5. Coloque el electrodo superior en la capa intermedia, conecte la fuente de alimentación, encienda la alimentación a 1 mA/cm2 según el área del gel y electropore el gel durante 2 ~ 4 h.
6. Después de la transferencia, retire el papel de filtro. Transfiera el gel a un plato teñido de Thomas Brilliant Blue y verifique que la transferencia de proteínas esté completa. Corte la membrana NC que contiene el estándar de peso molecular, colóquela en una solución de tinción de negro amino para teñir durante 30 segundos y luego colóquela en una solución de tinción de negro amino para decolorar.
7. Enjuague la membrana NC sobre la que se ha transferido la proteína con agua destilada, séquela ligeramente y luego sumérjala en la solución selladora a 4°C durante la noche.
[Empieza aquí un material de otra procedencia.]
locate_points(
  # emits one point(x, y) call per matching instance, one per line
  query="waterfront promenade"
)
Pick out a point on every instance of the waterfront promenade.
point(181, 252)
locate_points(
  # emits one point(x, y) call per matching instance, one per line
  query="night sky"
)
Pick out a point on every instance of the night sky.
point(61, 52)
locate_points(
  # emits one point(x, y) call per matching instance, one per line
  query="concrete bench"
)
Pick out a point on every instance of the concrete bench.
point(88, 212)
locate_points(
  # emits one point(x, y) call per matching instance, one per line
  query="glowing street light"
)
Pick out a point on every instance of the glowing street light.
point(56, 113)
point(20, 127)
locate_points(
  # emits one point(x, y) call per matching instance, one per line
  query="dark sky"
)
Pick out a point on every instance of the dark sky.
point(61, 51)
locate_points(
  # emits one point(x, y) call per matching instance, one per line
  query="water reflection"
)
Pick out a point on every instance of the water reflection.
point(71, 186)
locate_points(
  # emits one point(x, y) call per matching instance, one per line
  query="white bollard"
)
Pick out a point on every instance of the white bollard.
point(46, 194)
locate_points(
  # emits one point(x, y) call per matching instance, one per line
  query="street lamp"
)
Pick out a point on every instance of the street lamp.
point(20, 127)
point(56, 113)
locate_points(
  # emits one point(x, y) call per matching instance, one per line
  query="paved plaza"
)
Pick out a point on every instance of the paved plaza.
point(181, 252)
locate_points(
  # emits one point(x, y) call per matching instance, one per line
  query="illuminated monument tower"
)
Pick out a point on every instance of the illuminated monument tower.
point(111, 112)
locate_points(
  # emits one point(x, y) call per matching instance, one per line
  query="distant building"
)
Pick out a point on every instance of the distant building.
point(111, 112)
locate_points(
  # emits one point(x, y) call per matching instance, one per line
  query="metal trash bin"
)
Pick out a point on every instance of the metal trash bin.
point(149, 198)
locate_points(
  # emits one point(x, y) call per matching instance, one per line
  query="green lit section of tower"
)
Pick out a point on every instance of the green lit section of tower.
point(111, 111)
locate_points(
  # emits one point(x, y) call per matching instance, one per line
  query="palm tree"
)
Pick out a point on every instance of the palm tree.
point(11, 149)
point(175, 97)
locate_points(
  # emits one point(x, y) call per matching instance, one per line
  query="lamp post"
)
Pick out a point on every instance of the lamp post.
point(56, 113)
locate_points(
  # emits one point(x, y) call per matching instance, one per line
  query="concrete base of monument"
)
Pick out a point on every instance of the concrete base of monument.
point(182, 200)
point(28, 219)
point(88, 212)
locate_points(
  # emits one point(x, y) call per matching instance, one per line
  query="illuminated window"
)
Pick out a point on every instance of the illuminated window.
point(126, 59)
Luego lave la membrana tres veces con PBS. -T buffer durante 10 minutos cada vez. Después de incubar la membrana con el anticuerpo primario a temperatura ambiente durante 2 horas, diluya el anticuerpo primario con tampón PBS-T en diferentes proporciones de dilución para encontrar la concentración de anticuerpo primario más adecuada. Luego lave la membrana 3 veces con tampón PBS-T y. luego lavar con PBS Lavar la membrana 3 veces con tampón -T, 10 minutos cada vez. Lave la membrana tres veces con tampón PBS-T durante 10 minutos cada vez.
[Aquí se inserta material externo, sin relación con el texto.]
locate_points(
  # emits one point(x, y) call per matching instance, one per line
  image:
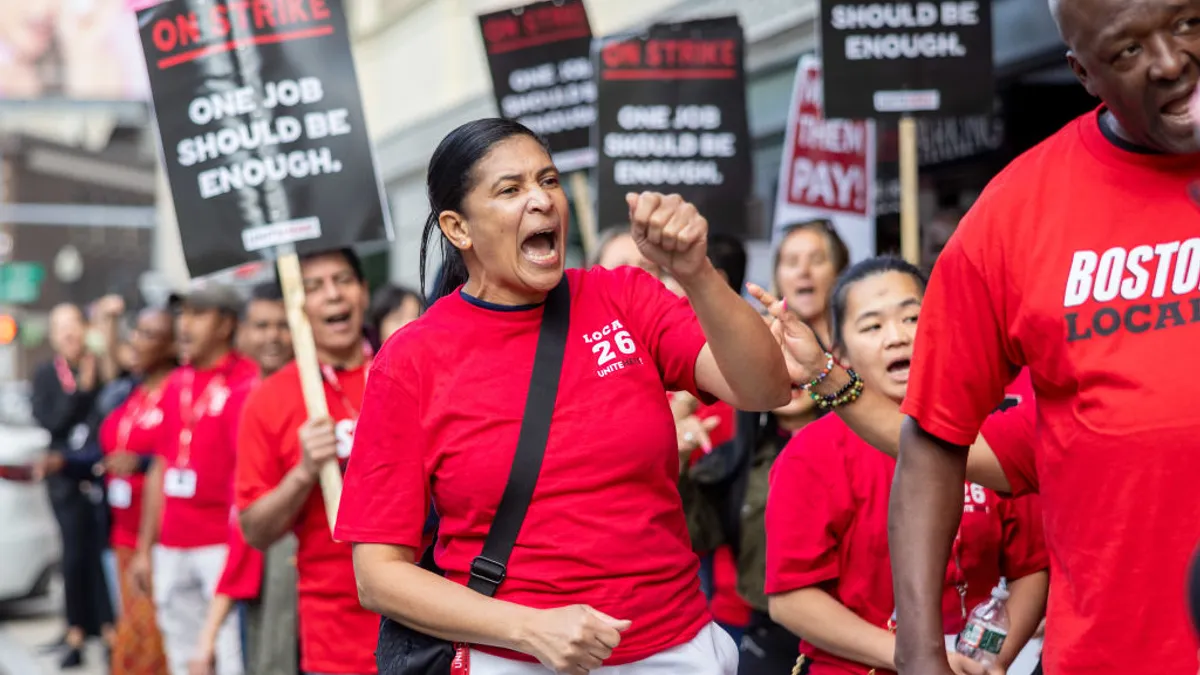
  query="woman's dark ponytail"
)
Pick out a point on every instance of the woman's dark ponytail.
point(453, 273)
point(449, 179)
9. Incubar con IgG anti-ratón de cabra marcada con HRP (1:5000)**** durante 1 hora, luego lavar la membrana 3 veces con tampón PBS-T, 10 minutos cada vez.
10. Preparar el sustrato luminiscente (mezclar la solución de sustrato 1:1).
11. Enjuague el sustrato quimioluminiscente en tampón PBS-T durante 2 minutos para desarrollar el color, y observe y tome fotografías con el sistema de imágenes en gel. (O use una solución cromogénica DAB para desarrollar el color bajo la luz durante aproximadamente 15 minutos y enjuague con agua inmediatamente después de que la banda parezca interrumpir la reacción del color).
Solo te estoy dando un ejemplo, porque sólo los experimentos que tú mismo hagas serán útiles. Si alguien más te enseña a hacer un experimento, entonces tu pensamiento seguirá a los demás y es posible que otros te engañen. Entonces, ¿cuál es el punto de hacer este experimento?